The government said the decision was being taken in deference to the Muslim holy month of Ramadan, which starts next week, with operations to cease Sunday at midnight (1800 GMT).
Troops backed by helicopter gunships and heavy artillery have for weeks been pounding militant strongholds in the northwest, killing more than 560 people, according to officials.
The announcement came a day after Pakistan's army said it had killed 40 militants in an air strike that targeted a rebel stronghold in the troubled Swat region.
Interior ministry chief Rehman Malik told a news conference in the eastern city of Lahore that military operations were being stopped temporarily to allow civilians to observe the religious festival.
"I am suspending military operations in tribal areas in the northwest in deference to the holy month of Ramadan," he said, warning that the army will reserve the right to retaliate if attacked.
"It is not a ceasefire," he stressed, adding that "if they fire a single bullet we will respond with 10 bullets."

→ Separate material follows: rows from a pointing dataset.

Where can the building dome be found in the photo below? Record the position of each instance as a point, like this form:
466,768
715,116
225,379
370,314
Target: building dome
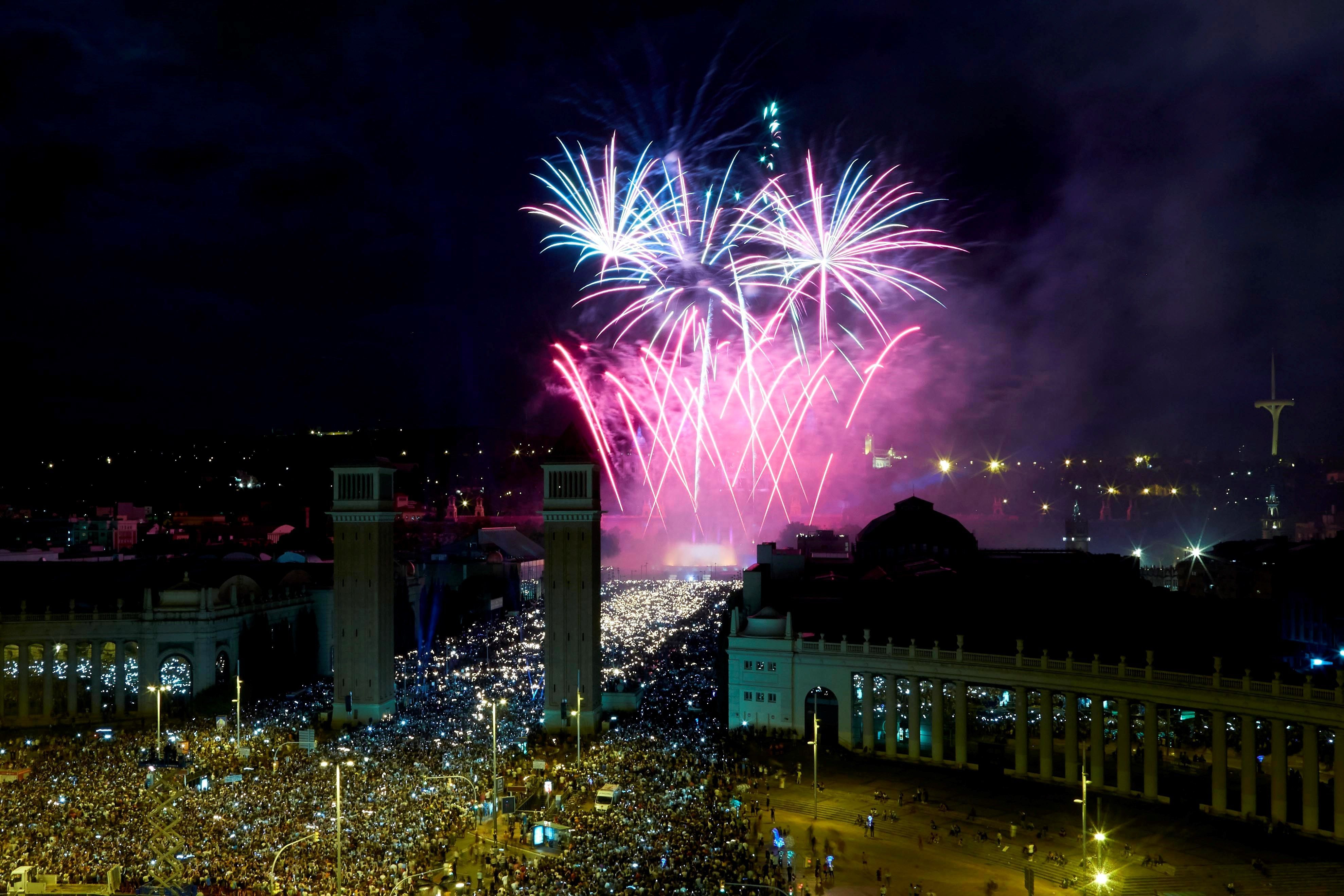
913,531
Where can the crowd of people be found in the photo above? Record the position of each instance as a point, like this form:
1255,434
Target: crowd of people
417,790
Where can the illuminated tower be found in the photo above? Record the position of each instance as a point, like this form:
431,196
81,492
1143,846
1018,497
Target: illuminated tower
573,512
362,620
1275,406
1076,531
1272,524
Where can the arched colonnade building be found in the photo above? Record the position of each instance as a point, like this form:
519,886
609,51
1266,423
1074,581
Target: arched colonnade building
1120,707
1039,717
85,641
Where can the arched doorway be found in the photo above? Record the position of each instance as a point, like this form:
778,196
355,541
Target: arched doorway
823,703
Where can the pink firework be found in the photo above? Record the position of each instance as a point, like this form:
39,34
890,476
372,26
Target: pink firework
726,370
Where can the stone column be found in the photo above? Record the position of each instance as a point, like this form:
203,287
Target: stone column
1218,726
122,679
23,680
891,718
959,707
1279,773
72,680
48,683
1022,738
1311,780
915,718
1099,741
1070,737
870,734
1151,750
1339,796
936,719
1047,735
1123,750
1248,766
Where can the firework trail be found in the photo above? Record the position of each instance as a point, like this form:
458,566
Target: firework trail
738,327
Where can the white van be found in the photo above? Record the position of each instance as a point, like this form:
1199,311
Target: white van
605,797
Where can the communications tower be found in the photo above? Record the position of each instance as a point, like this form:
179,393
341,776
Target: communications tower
572,508
1275,406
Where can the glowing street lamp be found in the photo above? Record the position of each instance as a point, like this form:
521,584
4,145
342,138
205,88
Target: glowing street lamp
349,762
816,730
159,719
275,887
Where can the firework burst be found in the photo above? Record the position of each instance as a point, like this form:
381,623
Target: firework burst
737,320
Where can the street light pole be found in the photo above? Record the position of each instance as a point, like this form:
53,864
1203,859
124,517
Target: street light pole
159,721
272,872
495,777
238,703
816,728
338,823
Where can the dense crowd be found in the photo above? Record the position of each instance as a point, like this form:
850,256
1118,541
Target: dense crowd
419,784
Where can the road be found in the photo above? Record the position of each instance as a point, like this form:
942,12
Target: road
1202,855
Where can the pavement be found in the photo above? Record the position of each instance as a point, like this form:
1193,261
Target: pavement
1202,855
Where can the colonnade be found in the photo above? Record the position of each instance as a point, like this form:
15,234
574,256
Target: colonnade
1074,753
30,680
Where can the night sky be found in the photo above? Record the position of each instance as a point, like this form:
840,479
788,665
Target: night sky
269,215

Pakistan's fragile coalition government, which pushed US ally Pervez Musharraf to resign as president on August 18 over impeachment threats, has been under heavy international pressure to combat militancy on the border.
But violence linked to the country's role in the "war on terror" has killed nearly 1,200 people in suicide and bomb attacks across Pakistan in the past year.
US forces say the border area is being used as a launching pad for rebel attacks on coalition troops in Afghanistan.
Earlier Saturday, military spokesman Major Nasir Ali, quoting local sources, announced the numbers killed in the Swat operation, saying the toll included two senior commanders of top Taliban cleric Mullah Fazlullah.
Local officials said Fazlullah, who since 2007 has been leading a violent campaign to enforce hardline Islamic Sharia law in the area, escaped the attack by fighter jets but his group suffered massive damage.
In a separate incident Saturday, a missile apparently fired from Afghanistan killed five people in South Waziristan tribal district, also on the border.
A security official told AFP that the strike hit a suspected rebel hideout populated by "foreigners", a term officials use here to describe Al Qaeda fighters.
There has been a series of missile attacks on militants in Pakistan in recent weeks attributed to US-led coalition forces or CIA drones based in Afghanistan.
Al-Qaeda chemical and biological weapons expert Midhat Mursi al-Sayid Umar was killed in a similar missile attack in July. The Egyptian, 54, also known as Abu Khabab al-Masri, had a five-million-dollar bounty on his head.